Yes, that should protect the Cambridge students.  Bringing down that aeroplane shouldn’t damage them, but for safety it would be better if the pilot and co-pilot were also wicked – perhaps they had flown in South Africa before the end of apartheid.  The difficulty is, however, that there wouldn’t be much tension in the book because you could always tell, by their character, who would be eliminated.  If you wanted to deliver a surprise, a bad character would have to kill a good one, but that would make the book unreadable by sensitive people.

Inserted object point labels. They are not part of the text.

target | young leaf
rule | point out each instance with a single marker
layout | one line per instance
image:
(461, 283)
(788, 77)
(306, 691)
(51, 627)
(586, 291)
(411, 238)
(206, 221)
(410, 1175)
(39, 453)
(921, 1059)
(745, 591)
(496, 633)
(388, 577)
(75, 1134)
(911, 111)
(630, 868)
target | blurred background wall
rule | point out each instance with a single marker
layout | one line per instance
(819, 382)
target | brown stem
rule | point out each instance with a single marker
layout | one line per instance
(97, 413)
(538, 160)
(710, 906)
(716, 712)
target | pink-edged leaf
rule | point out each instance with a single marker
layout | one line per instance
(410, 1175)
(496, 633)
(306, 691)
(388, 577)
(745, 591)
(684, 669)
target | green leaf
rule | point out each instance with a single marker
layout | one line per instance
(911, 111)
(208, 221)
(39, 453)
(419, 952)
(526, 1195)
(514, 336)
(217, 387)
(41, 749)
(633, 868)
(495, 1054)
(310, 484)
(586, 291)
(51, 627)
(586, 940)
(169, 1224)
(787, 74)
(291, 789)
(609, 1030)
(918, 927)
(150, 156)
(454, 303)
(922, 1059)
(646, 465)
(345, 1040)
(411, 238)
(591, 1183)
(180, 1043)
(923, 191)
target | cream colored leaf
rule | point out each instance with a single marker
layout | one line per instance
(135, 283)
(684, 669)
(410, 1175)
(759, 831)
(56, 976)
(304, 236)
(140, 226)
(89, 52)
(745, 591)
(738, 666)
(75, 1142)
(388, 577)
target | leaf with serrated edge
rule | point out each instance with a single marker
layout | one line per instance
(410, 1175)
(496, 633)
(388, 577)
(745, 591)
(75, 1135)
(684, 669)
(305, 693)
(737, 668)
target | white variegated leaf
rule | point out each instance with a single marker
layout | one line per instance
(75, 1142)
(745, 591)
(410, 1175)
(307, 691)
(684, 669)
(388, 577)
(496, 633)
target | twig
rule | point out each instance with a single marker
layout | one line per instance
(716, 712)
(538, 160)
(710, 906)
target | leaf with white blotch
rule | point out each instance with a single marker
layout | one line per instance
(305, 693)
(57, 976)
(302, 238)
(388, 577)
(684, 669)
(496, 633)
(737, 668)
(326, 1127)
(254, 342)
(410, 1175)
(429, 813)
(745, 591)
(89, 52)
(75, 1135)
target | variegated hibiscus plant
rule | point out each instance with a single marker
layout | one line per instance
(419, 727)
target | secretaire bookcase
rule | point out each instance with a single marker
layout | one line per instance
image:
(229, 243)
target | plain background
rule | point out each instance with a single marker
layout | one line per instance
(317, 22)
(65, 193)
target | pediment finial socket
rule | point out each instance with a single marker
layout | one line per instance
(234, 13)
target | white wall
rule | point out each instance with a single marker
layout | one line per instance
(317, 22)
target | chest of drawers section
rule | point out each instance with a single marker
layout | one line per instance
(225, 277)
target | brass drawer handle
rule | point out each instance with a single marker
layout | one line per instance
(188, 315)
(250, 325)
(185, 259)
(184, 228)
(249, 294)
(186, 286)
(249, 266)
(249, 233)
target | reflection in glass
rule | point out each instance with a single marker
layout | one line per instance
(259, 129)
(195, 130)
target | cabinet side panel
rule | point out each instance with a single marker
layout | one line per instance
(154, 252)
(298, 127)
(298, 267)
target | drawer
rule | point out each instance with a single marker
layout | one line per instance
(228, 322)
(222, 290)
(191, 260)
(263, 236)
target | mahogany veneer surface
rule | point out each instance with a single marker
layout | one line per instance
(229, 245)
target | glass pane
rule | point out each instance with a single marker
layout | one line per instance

Maybe then we should avoid thrillers.  What about humour instead?  This is much more promising.  Once we had identified the good people from the bad, we could ensure that the bad ones kept getting into a mess, falling off ladders and dropping things on their toes.  That after all is what happens in Christmas pantomimes.

I’m not sure what it is that makes me balk at the thought of a full year of pantomime humour.  Could it be too much of a good thing?  Is there something else we could offer to leaven the diet?  Certainly there is.  We could intersperse it with long documentaries explaining how the loyalty of the country’s workers has produced high productivity and a rosy economic future.  That should keep them all happy for a bit. Unfortunately only for a bit, however.  When they left their lecture rooms and saw the newspapers, the poor dears might die of shock.